In un grido, Atena esplose in un turbine di luce, scagliandosi contro Ares. Lo scaraventò a terra, conficcandogli la lancia dritta nel petto, tenendogli un ginocchio puntato sullo sterno per evitare che potesse muoversi in alcun modo. Ma Ares, in un ruggito, esplose di luce, liberandosi di lei ed afferrando la spada che portava chiusa nel fodero.

Atena atterrò contro il muro dall'altra parte della sala ma non si permise di toccare il pavimento. Si diede lo slancio sul trono di Afrodite, scagliando il suo scudo contro il volto di Ares, tenendo la lancia puntata verso il dio mentre volava verso di lui.

Una forte scossa di terremoto crepò il marmo sotto ai loro piedi ed Ares cadde di lato mentre lei, preoccupandosi comunque che la sua lancia potesse conficcarglisi nel braccio, rotolava in avanti.

Si rialzò fulminea ritornando alla sua forma originale, socchiudendo le palpebre in direzione di Poseidone. Con i capelli a sfiorargli le spalle e gli occhi verde acqua accanto a Zeus, teneva le mani giunte, rilassato sul suo trono.

Il terremoto era opera sua.

- E tu saresti la dea della saggezza? Tu che ti scagli contro la tua famiglia per proteggere la tua insulsa mezzosangue? - tuonò Ares, adesso in piedi davanti a lei. L'armatura, squarciata dalla sua lancia e macchiata di Icore che, lentamente, andava ricucendosi.
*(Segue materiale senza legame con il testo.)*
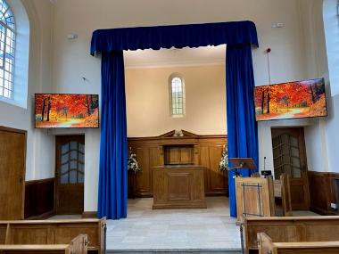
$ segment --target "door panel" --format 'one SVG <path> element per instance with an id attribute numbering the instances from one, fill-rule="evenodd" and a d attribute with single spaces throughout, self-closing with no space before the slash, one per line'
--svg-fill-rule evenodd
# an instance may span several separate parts
<path id="1" fill-rule="evenodd" d="M 292 209 L 310 209 L 307 160 L 303 128 L 272 128 L 275 178 L 289 176 Z"/>
<path id="2" fill-rule="evenodd" d="M 26 132 L 0 127 L 0 219 L 23 218 Z"/>
<path id="3" fill-rule="evenodd" d="M 84 211 L 85 136 L 56 136 L 55 210 Z"/>

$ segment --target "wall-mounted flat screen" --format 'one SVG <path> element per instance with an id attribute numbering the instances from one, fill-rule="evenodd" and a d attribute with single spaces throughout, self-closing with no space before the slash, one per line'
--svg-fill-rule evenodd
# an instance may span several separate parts
<path id="1" fill-rule="evenodd" d="M 98 94 L 36 94 L 37 128 L 99 127 Z"/>
<path id="2" fill-rule="evenodd" d="M 257 86 L 254 104 L 257 121 L 326 117 L 325 80 Z"/>

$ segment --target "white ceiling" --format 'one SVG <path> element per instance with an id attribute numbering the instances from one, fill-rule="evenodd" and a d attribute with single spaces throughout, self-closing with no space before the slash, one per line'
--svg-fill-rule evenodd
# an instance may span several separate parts
<path id="1" fill-rule="evenodd" d="M 203 65 L 225 62 L 226 45 L 124 52 L 126 68 Z"/>

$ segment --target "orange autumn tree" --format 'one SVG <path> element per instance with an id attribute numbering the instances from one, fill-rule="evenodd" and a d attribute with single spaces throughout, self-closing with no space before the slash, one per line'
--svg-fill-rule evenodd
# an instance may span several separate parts
<path id="1" fill-rule="evenodd" d="M 313 116 L 317 112 L 326 114 L 323 79 L 259 86 L 254 96 L 257 116 L 265 115 L 266 119 L 279 115 L 291 118 Z"/>
<path id="2" fill-rule="evenodd" d="M 92 117 L 92 115 L 94 115 Z M 86 121 L 87 119 L 87 122 Z M 37 94 L 36 119 L 39 126 L 97 126 L 98 96 L 92 94 Z M 44 124 L 45 123 L 45 124 Z M 48 124 L 47 124 L 48 123 Z M 87 126 L 88 125 L 88 126 Z M 62 125 L 65 127 L 65 125 Z"/>

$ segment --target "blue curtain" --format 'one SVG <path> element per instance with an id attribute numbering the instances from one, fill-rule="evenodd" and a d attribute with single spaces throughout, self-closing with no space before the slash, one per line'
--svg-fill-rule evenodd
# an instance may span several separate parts
<path id="1" fill-rule="evenodd" d="M 227 45 L 226 78 L 228 158 L 253 158 L 258 166 L 258 132 L 254 115 L 251 45 Z M 231 163 L 230 166 L 232 167 Z M 249 176 L 251 173 L 249 169 L 241 170 L 243 176 Z M 229 206 L 230 215 L 236 217 L 234 176 L 234 172 L 229 172 Z"/>
<path id="2" fill-rule="evenodd" d="M 122 51 L 102 54 L 98 217 L 127 217 L 128 143 Z"/>
<path id="3" fill-rule="evenodd" d="M 98 29 L 93 32 L 91 54 L 120 50 L 183 48 L 222 44 L 258 46 L 252 21 Z"/>
<path id="4" fill-rule="evenodd" d="M 99 29 L 91 54 L 102 53 L 102 125 L 98 217 L 127 216 L 127 135 L 122 50 L 227 45 L 228 157 L 252 157 L 258 165 L 251 45 L 258 46 L 252 21 Z M 243 176 L 249 176 L 243 170 Z M 229 176 L 231 215 L 236 216 L 235 184 Z"/>

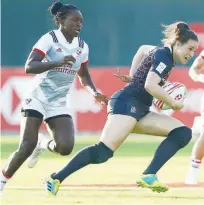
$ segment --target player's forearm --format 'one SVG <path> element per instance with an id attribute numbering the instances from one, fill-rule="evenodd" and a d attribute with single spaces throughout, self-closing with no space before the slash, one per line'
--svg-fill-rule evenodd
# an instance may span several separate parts
<path id="1" fill-rule="evenodd" d="M 92 95 L 95 95 L 97 90 L 89 72 L 87 72 L 85 76 L 79 76 L 79 81 L 84 88 L 86 88 Z"/>
<path id="2" fill-rule="evenodd" d="M 173 98 L 158 84 L 147 84 L 145 85 L 145 89 L 150 95 L 157 98 L 158 100 L 161 100 L 170 106 L 172 105 Z"/>
<path id="3" fill-rule="evenodd" d="M 58 62 L 39 62 L 39 61 L 32 61 L 28 62 L 25 65 L 25 72 L 31 74 L 40 74 L 45 71 L 48 71 L 52 68 L 58 67 Z"/>

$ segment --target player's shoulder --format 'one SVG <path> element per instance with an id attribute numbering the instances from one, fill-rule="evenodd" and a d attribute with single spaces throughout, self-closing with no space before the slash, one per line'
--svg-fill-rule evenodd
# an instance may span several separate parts
<path id="1" fill-rule="evenodd" d="M 52 35 L 50 34 L 50 32 L 54 32 L 54 31 L 48 31 L 47 33 L 44 33 L 41 36 L 41 39 L 52 42 L 53 38 L 52 38 Z"/>
<path id="2" fill-rule="evenodd" d="M 201 51 L 200 57 L 203 58 L 203 60 L 204 60 L 204 49 Z"/>

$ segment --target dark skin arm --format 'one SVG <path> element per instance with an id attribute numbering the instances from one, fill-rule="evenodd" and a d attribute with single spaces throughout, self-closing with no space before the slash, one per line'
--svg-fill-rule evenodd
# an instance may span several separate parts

- Siete degli infanti - li punzecchiò Afrodite ed Atena fu costretta a voltarsi per poter guardare la dea. - Litigate ma nessuno ottiene realmente ciò che vuole. A parte Ares, che lotta contro qualcuno.

Una scintilla attirò l'attenzione di Atena alla sua sinistra mentre Ares ghignava per l'affermazione della sua amante. Apollo, brillante e dorato, li guardò serio dal suo trono. Poi, si aprì nel suo solito sorriso furbo. Assumeva sempre l'aspetto di un giovane ventenne bellissimo ed al massimo delle sue forze. Gli occhi azzurri scintillarono sotto i crini biondi. - Quello che faccio io in favore di una città non è affar tuo, fratello. E se solo prestassi attenzione, invece di preoccuparti solo di spade e guerre, ti renderesti conto di quanto l'arte, la musica e la poesia abbiano prosperato sotto Pericle.